Un homme d’une cinquantaine d’années non identifié a été broyé ce vendredi 7 novembre par le train de la société Rusal en partance pour Fria. Le drame s’est produit dans le quartier Dixinn Gare , dans commune de Dixinn. Informés, les agents de la gendarmerie de Dixinn et le responsable du quartier ce sont rendus sur les lieux afin non seulement de sécuriser le périmètre et connaître les causes réelles du drame.
À côté de son corps était posé un sac noir et ses paires de chaussures de couleur noir. En fouillant son sac, les agents de la gendarmerie ont retrouvé deux paires de ciseaux, des comprimés, un chapelet , quelques habits et un carnet contenant quelques numéros. Malheureusement les quelques contacts appelés par un gendarme ne l’ont pas reconnu.
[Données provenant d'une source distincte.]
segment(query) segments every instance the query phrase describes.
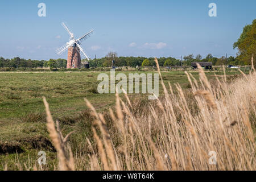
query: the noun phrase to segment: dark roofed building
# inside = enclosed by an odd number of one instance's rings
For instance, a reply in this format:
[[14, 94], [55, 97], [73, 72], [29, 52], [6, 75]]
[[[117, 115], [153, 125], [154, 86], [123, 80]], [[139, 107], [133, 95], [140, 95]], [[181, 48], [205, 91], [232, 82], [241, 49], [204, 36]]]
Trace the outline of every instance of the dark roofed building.
[[197, 68], [196, 63], [199, 64], [200, 66], [204, 68], [205, 69], [212, 69], [212, 62], [192, 62], [191, 63], [191, 66], [193, 68]]

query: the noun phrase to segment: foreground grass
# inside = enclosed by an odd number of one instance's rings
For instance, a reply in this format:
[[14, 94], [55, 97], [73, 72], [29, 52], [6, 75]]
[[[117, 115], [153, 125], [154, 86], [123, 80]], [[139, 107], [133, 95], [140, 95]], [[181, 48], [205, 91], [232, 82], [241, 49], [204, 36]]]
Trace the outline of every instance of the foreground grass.
[[[142, 72], [150, 73], [139, 73]], [[223, 78], [223, 72], [214, 73], [221, 80]], [[198, 72], [191, 73], [199, 80]], [[37, 152], [40, 150], [47, 152], [49, 162], [43, 169], [57, 169], [56, 153], [49, 142], [45, 126], [42, 96], [46, 97], [53, 118], [60, 121], [63, 133], [76, 131], [71, 136], [71, 143], [73, 152], [79, 156], [77, 161], [84, 163], [78, 167], [88, 169], [88, 164], [92, 158], [90, 159], [87, 156], [93, 151], [89, 149], [85, 139], [88, 138], [91, 140], [91, 148], [94, 150], [97, 148], [91, 129], [94, 119], [86, 110], [83, 98], [86, 97], [93, 103], [96, 110], [100, 111], [114, 107], [115, 102], [114, 94], [100, 94], [95, 92], [98, 83], [97, 81], [98, 74], [99, 72], [1, 73], [0, 146], [5, 151], [2, 150], [2, 155], [0, 154], [0, 169], [3, 169], [6, 166], [9, 169], [31, 169], [35, 165], [38, 167]], [[231, 80], [239, 74], [236, 71], [227, 72], [227, 78]], [[210, 80], [215, 80], [213, 72], [207, 72], [206, 75]], [[184, 72], [163, 72], [162, 76], [166, 85], [168, 82], [172, 85], [178, 82], [182, 88], [189, 90], [188, 98], [192, 97], [189, 94], [191, 85]], [[160, 92], [163, 93], [163, 88], [159, 86]], [[175, 94], [178, 93], [176, 88], [174, 90]], [[133, 109], [130, 109], [134, 110], [134, 114], [147, 115], [148, 113], [143, 109], [146, 107], [148, 111], [148, 101], [143, 99], [146, 96], [141, 96], [139, 98], [133, 95], [129, 96], [134, 102]], [[124, 96], [121, 97], [123, 99]], [[196, 105], [192, 104], [191, 106], [195, 108]], [[116, 131], [109, 114], [105, 113], [105, 115], [109, 119], [108, 126], [113, 132]], [[114, 135], [114, 138], [115, 146], [121, 144], [121, 138], [118, 138], [117, 135]]]

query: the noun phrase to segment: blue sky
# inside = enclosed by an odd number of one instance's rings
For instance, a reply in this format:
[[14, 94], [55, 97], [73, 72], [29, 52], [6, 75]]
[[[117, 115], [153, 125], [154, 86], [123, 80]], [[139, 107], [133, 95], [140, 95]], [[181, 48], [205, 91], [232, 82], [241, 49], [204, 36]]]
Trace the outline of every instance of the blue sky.
[[[39, 3], [46, 17], [39, 17]], [[217, 17], [208, 5], [217, 5]], [[48, 60], [67, 59], [55, 49], [69, 40], [61, 26], [67, 22], [93, 58], [115, 51], [118, 56], [172, 56], [208, 53], [236, 55], [233, 44], [242, 28], [256, 18], [256, 1], [1, 1], [0, 56]]]

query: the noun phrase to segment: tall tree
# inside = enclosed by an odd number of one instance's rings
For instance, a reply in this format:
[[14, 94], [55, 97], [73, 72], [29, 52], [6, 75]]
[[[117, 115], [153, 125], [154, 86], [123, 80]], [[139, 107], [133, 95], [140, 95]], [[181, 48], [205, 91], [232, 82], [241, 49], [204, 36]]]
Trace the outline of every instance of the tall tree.
[[[234, 48], [238, 50], [238, 58], [246, 64], [251, 63], [251, 58], [256, 57], [256, 19], [251, 24], [246, 25], [240, 37], [233, 44]], [[256, 61], [254, 61], [255, 63]], [[256, 64], [256, 63], [255, 63]]]

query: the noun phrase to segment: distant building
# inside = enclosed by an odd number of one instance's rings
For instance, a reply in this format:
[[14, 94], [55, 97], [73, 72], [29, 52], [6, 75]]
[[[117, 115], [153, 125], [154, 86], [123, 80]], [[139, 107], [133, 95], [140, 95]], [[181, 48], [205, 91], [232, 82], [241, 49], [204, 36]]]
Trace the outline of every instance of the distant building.
[[212, 69], [212, 62], [192, 62], [191, 63], [191, 66], [193, 67], [193, 68], [197, 68], [196, 63], [199, 64], [201, 67], [205, 69]]

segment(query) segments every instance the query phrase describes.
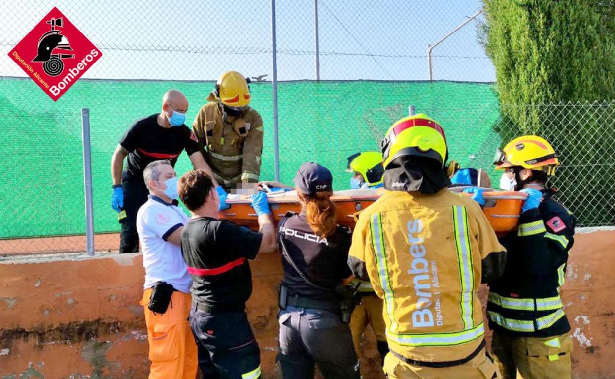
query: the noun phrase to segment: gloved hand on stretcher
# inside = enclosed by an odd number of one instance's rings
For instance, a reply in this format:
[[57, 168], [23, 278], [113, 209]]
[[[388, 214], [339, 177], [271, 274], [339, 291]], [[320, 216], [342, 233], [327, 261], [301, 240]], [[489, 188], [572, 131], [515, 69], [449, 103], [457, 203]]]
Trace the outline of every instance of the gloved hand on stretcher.
[[521, 192], [528, 194], [528, 198], [523, 203], [523, 206], [521, 208], [522, 213], [538, 208], [541, 201], [542, 201], [542, 193], [533, 188], [524, 188]]
[[466, 188], [463, 190], [464, 193], [474, 193], [472, 195], [472, 200], [480, 205], [481, 206], [485, 205], [485, 197], [483, 196], [483, 189], [479, 187], [473, 187]]
[[226, 193], [224, 189], [222, 188], [221, 186], [218, 186], [216, 187], [216, 192], [218, 192], [218, 196], [220, 198], [220, 206], [218, 210], [224, 211], [231, 208], [231, 206], [226, 203], [226, 197], [228, 196], [228, 194]]
[[269, 210], [269, 203], [267, 202], [267, 195], [264, 192], [259, 191], [252, 195], [252, 208], [256, 211], [258, 216], [271, 214], [271, 211]]
[[118, 213], [124, 208], [124, 190], [119, 184], [117, 184], [117, 186], [113, 186], [113, 194], [111, 195], [111, 208]]
[[261, 181], [258, 182], [258, 189], [266, 192], [286, 192], [292, 191], [293, 187], [280, 182]]

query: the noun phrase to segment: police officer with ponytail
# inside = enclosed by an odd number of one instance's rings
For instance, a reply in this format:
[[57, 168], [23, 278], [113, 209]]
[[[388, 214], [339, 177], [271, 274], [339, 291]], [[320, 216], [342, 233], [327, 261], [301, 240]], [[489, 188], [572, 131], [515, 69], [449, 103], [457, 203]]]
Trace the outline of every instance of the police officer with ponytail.
[[285, 379], [313, 379], [315, 365], [325, 379], [360, 378], [350, 313], [343, 312], [348, 310], [339, 294], [351, 274], [351, 235], [337, 225], [332, 180], [322, 166], [302, 165], [295, 178], [301, 212], [289, 213], [279, 225], [284, 277], [278, 360]]

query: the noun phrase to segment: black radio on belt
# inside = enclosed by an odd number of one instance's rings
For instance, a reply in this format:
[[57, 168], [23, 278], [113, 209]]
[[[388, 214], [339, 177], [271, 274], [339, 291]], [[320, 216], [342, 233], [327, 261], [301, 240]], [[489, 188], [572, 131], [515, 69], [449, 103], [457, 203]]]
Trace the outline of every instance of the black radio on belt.
[[173, 286], [164, 281], [157, 282], [154, 284], [151, 295], [149, 295], [149, 303], [148, 308], [154, 313], [162, 314], [167, 311], [169, 303], [171, 302], [171, 296], [175, 291]]

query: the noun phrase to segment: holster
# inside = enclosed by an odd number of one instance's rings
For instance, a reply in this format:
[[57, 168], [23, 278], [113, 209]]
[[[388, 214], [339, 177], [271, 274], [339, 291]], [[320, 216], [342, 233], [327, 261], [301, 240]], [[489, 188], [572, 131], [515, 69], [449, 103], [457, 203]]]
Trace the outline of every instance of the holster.
[[149, 295], [149, 303], [148, 308], [154, 313], [162, 314], [167, 311], [169, 303], [171, 302], [171, 296], [175, 291], [173, 286], [164, 281], [157, 282], [152, 289]]
[[286, 309], [286, 302], [288, 298], [288, 287], [284, 283], [280, 283], [280, 291], [278, 297], [278, 305], [280, 309]]

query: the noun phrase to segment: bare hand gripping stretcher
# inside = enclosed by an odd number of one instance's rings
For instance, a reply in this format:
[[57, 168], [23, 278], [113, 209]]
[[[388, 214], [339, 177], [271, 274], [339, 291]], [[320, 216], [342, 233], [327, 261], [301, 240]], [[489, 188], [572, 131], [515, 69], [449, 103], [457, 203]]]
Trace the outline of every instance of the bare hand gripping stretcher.
[[[461, 192], [467, 186], [455, 187], [450, 190]], [[523, 201], [528, 195], [522, 192], [496, 192], [492, 189], [483, 189], [485, 204], [483, 211], [487, 216], [493, 230], [502, 235], [517, 229]], [[375, 201], [384, 193], [383, 189], [358, 189], [333, 192], [331, 200], [338, 208], [338, 223], [354, 228], [354, 214]], [[468, 193], [461, 193], [470, 196]], [[296, 191], [268, 193], [267, 200], [274, 221], [277, 223], [287, 212], [299, 213], [301, 206]], [[236, 224], [257, 230], [258, 221], [256, 213], [250, 206], [248, 195], [229, 195], [226, 203], [231, 208], [220, 212], [221, 218]]]

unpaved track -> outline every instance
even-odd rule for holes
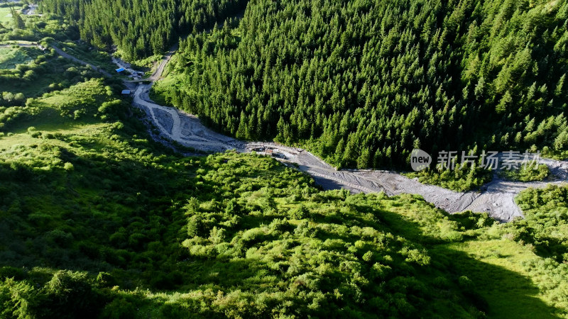
[[[24,46],[29,45],[25,44]],[[55,47],[64,57],[84,65],[89,65],[101,73],[111,74]],[[378,170],[337,171],[329,164],[303,150],[288,147],[270,142],[243,142],[215,133],[204,126],[196,116],[179,110],[156,104],[148,96],[153,82],[161,77],[166,63],[170,60],[175,47],[160,61],[155,72],[146,80],[148,84],[139,84],[136,88],[133,103],[143,109],[149,120],[158,128],[160,134],[172,140],[196,150],[205,152],[223,152],[236,150],[250,152],[253,150],[271,150],[285,164],[293,163],[300,171],[311,175],[317,184],[326,189],[344,188],[353,192],[373,193],[383,191],[388,196],[400,194],[415,194],[436,207],[449,213],[464,211],[486,212],[489,216],[509,221],[523,217],[523,213],[514,201],[515,196],[528,187],[545,187],[548,184],[560,184],[568,181],[568,162],[541,160],[550,168],[555,180],[548,182],[520,182],[505,181],[496,175],[493,180],[484,185],[480,192],[457,192],[442,187],[425,185],[405,177],[395,172]],[[125,81],[125,85],[134,83]]]
[[[158,70],[169,59],[162,61]],[[154,74],[155,75],[155,74]],[[160,78],[153,76],[153,81]],[[503,221],[509,221],[523,213],[515,203],[515,196],[528,187],[544,187],[548,184],[560,184],[568,177],[568,162],[541,160],[547,164],[551,172],[557,177],[552,182],[514,182],[505,181],[496,175],[493,180],[484,186],[481,192],[466,193],[453,191],[439,186],[422,184],[395,172],[378,170],[336,170],[329,164],[303,150],[270,142],[244,142],[212,131],[204,127],[199,119],[175,108],[163,106],[153,102],[147,91],[152,84],[139,85],[134,94],[134,104],[142,107],[151,120],[163,135],[178,142],[205,152],[219,152],[235,149],[238,152],[256,150],[261,152],[271,150],[279,155],[278,160],[285,163],[293,163],[302,172],[311,175],[317,184],[326,189],[344,188],[353,192],[372,193],[383,191],[388,196],[401,194],[415,194],[449,213],[464,211],[486,212],[489,216]],[[158,118],[155,110],[162,110],[162,118]],[[168,114],[164,118],[163,114]],[[169,121],[169,122],[168,122]],[[168,125],[161,123],[168,123]],[[171,125],[169,125],[171,123]],[[171,130],[166,128],[172,127]]]

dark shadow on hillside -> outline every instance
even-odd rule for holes
[[[55,189],[50,189],[50,183],[53,182],[53,179],[44,179],[40,181],[21,183],[21,188],[13,190],[22,198],[23,204],[19,206],[19,211],[14,208],[11,211],[13,218],[9,220],[7,228],[0,227],[0,229],[12,230],[13,233],[4,234],[0,246],[9,247],[11,250],[7,252],[13,254],[9,256],[10,258],[0,259],[2,260],[0,266],[25,266],[28,269],[50,267],[85,270],[92,276],[96,276],[101,271],[115,271],[122,276],[122,282],[119,283],[122,289],[133,290],[137,286],[149,287],[153,292],[168,293],[204,292],[212,289],[215,293],[219,290],[228,293],[240,289],[255,294],[275,289],[277,285],[273,276],[278,278],[286,272],[285,267],[274,269],[258,259],[246,257],[246,249],[257,246],[258,242],[247,245],[245,250],[239,254],[239,258],[232,259],[217,259],[214,254],[207,257],[198,257],[190,255],[187,248],[180,247],[173,251],[170,248],[172,245],[179,247],[180,242],[187,237],[187,230],[183,229],[187,223],[186,216],[175,213],[172,209],[172,203],[184,202],[192,195],[209,198],[219,191],[214,181],[207,181],[196,186],[193,184],[195,181],[175,169],[143,165],[134,160],[112,159],[97,155],[82,157],[77,155],[74,156],[70,152],[62,152],[62,155],[75,165],[76,172],[82,171],[84,175],[71,175],[70,177],[52,172],[53,177],[60,179],[60,181],[62,183],[56,184]],[[97,169],[93,169],[93,165]],[[75,178],[78,179],[73,179]],[[79,192],[72,191],[69,189],[70,183],[73,187],[88,187],[100,191],[100,194],[85,194],[80,189],[77,189]],[[65,187],[62,189],[60,188],[62,185]],[[46,194],[52,194],[58,201],[32,201],[26,197],[34,194],[45,196]],[[142,194],[142,196],[138,194]],[[41,216],[36,216],[30,220],[31,213],[39,211],[38,207],[33,207],[35,205],[43,205],[41,211],[48,213],[60,211],[60,216],[55,220]],[[329,218],[315,215],[312,219],[316,222],[378,228],[421,243],[427,247],[431,247],[432,243],[440,242],[439,240],[423,234],[417,223],[398,214],[367,206],[354,206],[360,213],[373,213],[378,222],[365,220],[352,215],[346,216],[349,218],[348,223],[339,218],[339,216]],[[0,216],[0,218],[2,218],[0,224],[6,223],[4,216]],[[249,216],[244,218],[244,222],[251,227],[261,223],[268,224],[271,218],[275,218],[278,217]],[[26,227],[26,225],[28,227]],[[121,228],[124,228],[124,230]],[[53,233],[52,230],[54,229],[59,229],[61,232]],[[293,234],[293,231],[290,233]],[[72,236],[68,236],[67,233],[71,233]],[[332,236],[322,234],[322,237],[326,235]],[[266,240],[273,239],[263,238]],[[354,245],[360,238],[346,236],[342,239]],[[89,244],[88,241],[92,243]],[[30,247],[31,250],[26,250]],[[31,256],[31,252],[38,254],[38,257]],[[452,289],[457,286],[458,278],[467,276],[473,281],[474,286],[478,288],[488,286],[488,282],[496,286],[499,286],[500,282],[514,282],[524,287],[522,291],[498,291],[515,301],[515,305],[511,307],[530,306],[532,309],[538,310],[536,314],[528,313],[530,318],[542,318],[542,313],[552,313],[554,310],[532,296],[538,291],[528,278],[504,268],[477,261],[461,252],[438,250],[430,255],[432,258],[430,264],[415,267],[416,279],[424,285],[431,286],[435,285],[435,278],[449,274],[455,282],[447,289],[440,289],[439,295],[423,296],[427,303],[443,301],[454,296]],[[19,259],[18,257],[24,258]],[[467,267],[461,269],[459,264]],[[481,270],[474,272],[471,269]],[[483,276],[484,274],[491,276],[486,277]],[[330,279],[326,284],[324,292],[332,293],[334,288],[342,282],[339,281],[340,279],[341,276]],[[387,281],[390,279],[391,278]],[[381,284],[381,279],[376,280],[371,286]],[[278,287],[279,289],[286,288]],[[120,295],[119,292],[109,293],[114,298]],[[486,310],[489,315],[493,313],[491,306],[494,303],[491,300],[487,300],[489,304],[487,310],[485,301],[469,287],[462,288],[459,293],[477,308]],[[140,302],[142,303],[151,305],[155,309],[165,307],[163,299],[145,299],[143,295],[136,296],[136,298],[141,298]],[[449,301],[447,304],[457,307]],[[451,311],[448,309],[432,309],[424,303],[421,306],[427,308],[421,313],[424,317],[438,315],[450,318],[448,314]],[[167,307],[170,310],[187,313],[186,305],[169,303]],[[217,315],[222,314],[217,313]],[[554,317],[551,315],[551,318]]]

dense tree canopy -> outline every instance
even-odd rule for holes
[[[567,1],[257,0],[236,29],[182,42],[164,96],[340,166],[416,147],[562,151],[567,18]]]
[[[232,16],[244,0],[43,0],[42,9],[78,22],[81,38],[113,44],[127,59],[163,52],[180,35]]]

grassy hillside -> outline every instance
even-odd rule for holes
[[[322,191],[269,157],[182,157],[100,79],[21,108],[0,138],[3,318],[567,314],[543,286],[562,268],[517,223]]]

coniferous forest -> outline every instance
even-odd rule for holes
[[[239,138],[340,167],[415,147],[568,147],[566,1],[253,1],[182,41],[163,95]],[[533,146],[535,145],[535,146]]]
[[[44,11],[77,22],[81,38],[116,45],[133,60],[163,52],[180,35],[212,26],[244,9],[244,0],[43,0]]]
[[[508,223],[324,190],[266,154],[160,139],[109,56],[179,44],[156,101],[337,167],[565,158],[568,0],[38,4],[0,5],[0,318],[568,318],[565,184],[520,191]],[[424,172],[460,191],[497,176]]]

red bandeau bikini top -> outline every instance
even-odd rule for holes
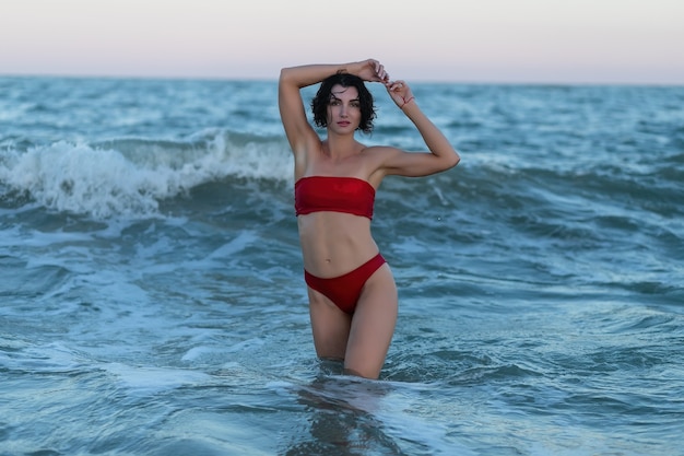
[[[295,183],[295,213],[344,212],[373,219],[375,188],[356,177],[309,176]]]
Selon nos informations recueillies sur les lieux du drame, l’homme revenait du marché de Dixinn surtout en bordure des rails avec des cartons en main. Au lieu de traverser, les rails, il s’est plutôt arrêté au beau milieu des rails. Malgré les cris d’alerte non seulement par des agents de la sécurité ( vigiles) , des passants et des femmes du marché, d’autre même lui ont jeté des cailloux pour qu’ils quittent mais en vain . «  le temps pour lui de regarder devant lui , c’était trop tard, le train lui a decapité. Moi je demande aux occupants des rails et autres personnes de faire attention en traversant les rails », conseil Aicha Bangoura marchande et témoin de la scène.

De son côté, le président du conseil de quartier de Dixinn gare Ismaël Fatou Camara dit avoir appris la nouvelle en pleine réunion «  nous étions en entretien au siège du quartier lorsqu’on nous a appelé nous informant que le train de la société Rusal a broyé un homme . Aussitôt on s’est rendu sur les lieux on a appelé les services compétents comme la gendarmerie la plus proche. Mais malheureusement on n’a pas pu l’identifier. Comme il était broyé, on a mis les cartons sur lui jusqu’à l’arrivée de la gendarmerie . Nous ne cesserons de sensibiliser les agents sur le danger d’occuper les bordures , mais ils n’écoutent pas »

Au moment où nous quittons les lieux, le corps decapité était toujours là en attendant l’arrivée de la police scientifique.